What role did your puppeteering practice play in the creative process?

From a technical point of view, the formal language in action in L’étang disassociates the voice, face, and body—meaning that the expressions of the voice, of the face, and of the body may each reflect a different intention. The actor may also assume different voices, each disassociated from the face and the body. Adèle Haenel practiced a lot to master this almost orchestral language, which she now deploys with great skill: you feel like she is inhabited by different characters, who speak through her.

This style of acting comes from my passion for puppets and also for electronic and techno music. There’s a real culture of puppeteering that runs through the history of electronic music, broadly defined, from Kraftwerk to hip-hop to Björk. The way we like to dance to this music is influenced by sound effects, which are themselves influenced by editing effects. The resulting physical vocabulary is an approximation of human movement. It consists of representations of the body, sometimes composed entirely of video montages or edited movements, that evoke puppets, androids, and robots. I’ve been exploring this vocabulary since my earliest works, in Splendid’s or Showroomdummies, but it hasn’t been discussed very much because I think it’s very procedural in my work.

 

What experience do you offer the audience in L’étang?
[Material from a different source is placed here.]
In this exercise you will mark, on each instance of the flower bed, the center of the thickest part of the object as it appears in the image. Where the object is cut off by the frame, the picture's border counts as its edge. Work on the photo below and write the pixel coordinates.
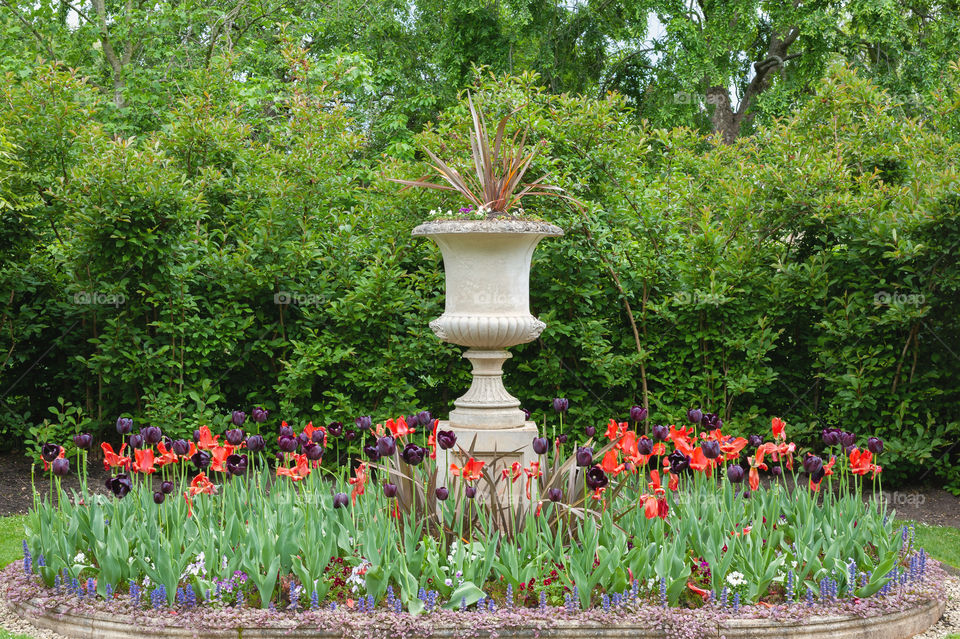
(673, 531)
I try to create shows which are intense from an emotional and physical point of view and invite the audience to experience and examine their feelings within a particular context. I like to think that my artistic approach helps to expand our sensitivity and capacity for empathy rather than reducing them. One thing that particularly motivated me to stage this work is the space it gives to silence and subtext. Language, in all its forms, is a construct that enables us to see and hear, but which also prevents us from seeing and hearing, and which conceals through its use of rules and conventions.

My artistic practice—as a director and choreographer, and also my encounters with works of literature, cinema, music, etc.—enables me to displace language; from it, I re-learn how to listen to silences and to bodies, which speak as loudly and sometimes as clearly as the text. Why are there authoritarian and hierarchical relations at the level of perception? Because they are powerful tools of political encoding. The field of art has immense value because it can offer ways of re-encoding systems of signs and spaces of desire, but conversely, it can also collaborate in political violence through the normalization and assimilation of perceptions.

For me, one of the key issues in this work is the questioning of how education shapes our sensibilities. Power relationships are made possible by a process of desensitization: the more desensitized subjects are, the more violent they can become. An extreme lack of empathy, resulting from instruction in cruelty, enables living beings to be treated as things.